Many parents will breathe a sigh of relief on Tuesday morning as they load their precious cargo onto the school bus. But a new year also means a new teacher, and thus a new partner in making sure your kid ends up happy, healthy and at least sort of normal. Here’s how to establish a positive and effective parent/teacher relationship.
Give the teacher the benefit of the doubt
Be a pre-emptive parent and start the school year off right. “We want teachers to give our kids a clean slate, and it’s important that we do the same for them,” says former teacher, author and parenting guru Alyson Shafer. In other words, don’t listen to wicked whispers about “the mean teacher,” “the strict teacher,” or “the teacher who gives too much homework.” These people got into the profession because they care about kids, so consider yourselves allies in the attempt to raise a future common cold curer, a Nobel Peace prize winner or a multiplatinum pop star.

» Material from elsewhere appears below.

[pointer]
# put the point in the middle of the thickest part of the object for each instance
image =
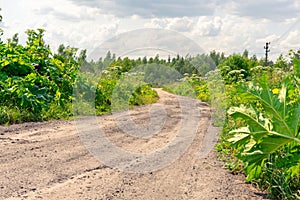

Put parenting on your to-do list
Woody Allen said 90 per cent of life is showing up, and the same can definitely be said for parenthood. Sure you’re busy, but make keeping up with your child’s school experience a priority by reading every single correspondence that comes home. “Remember that the teacher spent time putting the memo together,” says Ms. Shafer. Be sure to attend parents night and make a note of relevant deadlines. (“You’d be amazed at how often a parent will say ‘Well I didn’t know about that,’ meanwhile the teacher has sent home two letters on the subject,” says Ms. Schafer.) This stuff is only optional in the sense that being an attentive, engaged parent is optional.
Your smart phone has a calendar – use it!
School-related gatherings are a great way to meet the person who is sculpting your youngster, but with dozens of other parents in the room, this is not the place to have that 10-minute convo on little Zoe’s learning style. “If you want to get to know him or her, just schedule a meeting,” says Ms. Schafer. Schedule being the key word: “What you don’t want to do is be one of those parents who hijacks the teacher after school.” You wouldn’t show up at anyone else’s workplace without making an appointment. (Or if you would, it might be time to start dealing with some boundary issues of your own.)
Provide an emotional dump zone
When little Gemma comes home complaining that her teacher was mean to her, parents tend to take one of two approaches: A) the old-school parent tells the child to brush it off (secretly or not-so-secretly assuming that the kid was in the wrong); or B) the protective parent assumes perfection on the kid’s part and promptly gives the teacher a verbal lashing. Neither is the right response, and the latter will be detrimental to your parent/teacher relationship. “When your kid comes home upset about his or her teacher, the most important thing is to validate the feelings,” Ms. Schafer says. If you can let them vent, 99 per cent of the problems will disappear.
Education is a team sport
You and the teacher should never feel like you’re on opposing sides. Whether it’s a complaint you have, or a phone call from Mrs. Simms about how your child is “the biter,” it’s key to approach the issue as a team. So in the homework scenario it’s not: “You are giving too much,” but “I’m finding the homework level a lot to handle. Do you have any suggestions?” At this point, you will probably learn that Madison does not, in fact, have three hours of math homework a night. Miscommunication is common – your messenger is a Wiggles obsessed 6-year-old. When the teacher is calling you, the most important thing to do is put the ego aside. Even if you’re unsure about the accusation, phrases like “Well I’m sure we can both agree that neither of us wants Diego bullying his classmates,” help re-enforce the team mentality.
And don’t do this: Give a mug at the end of the year to show your appreciation. When in doubt, go with a gift certificate.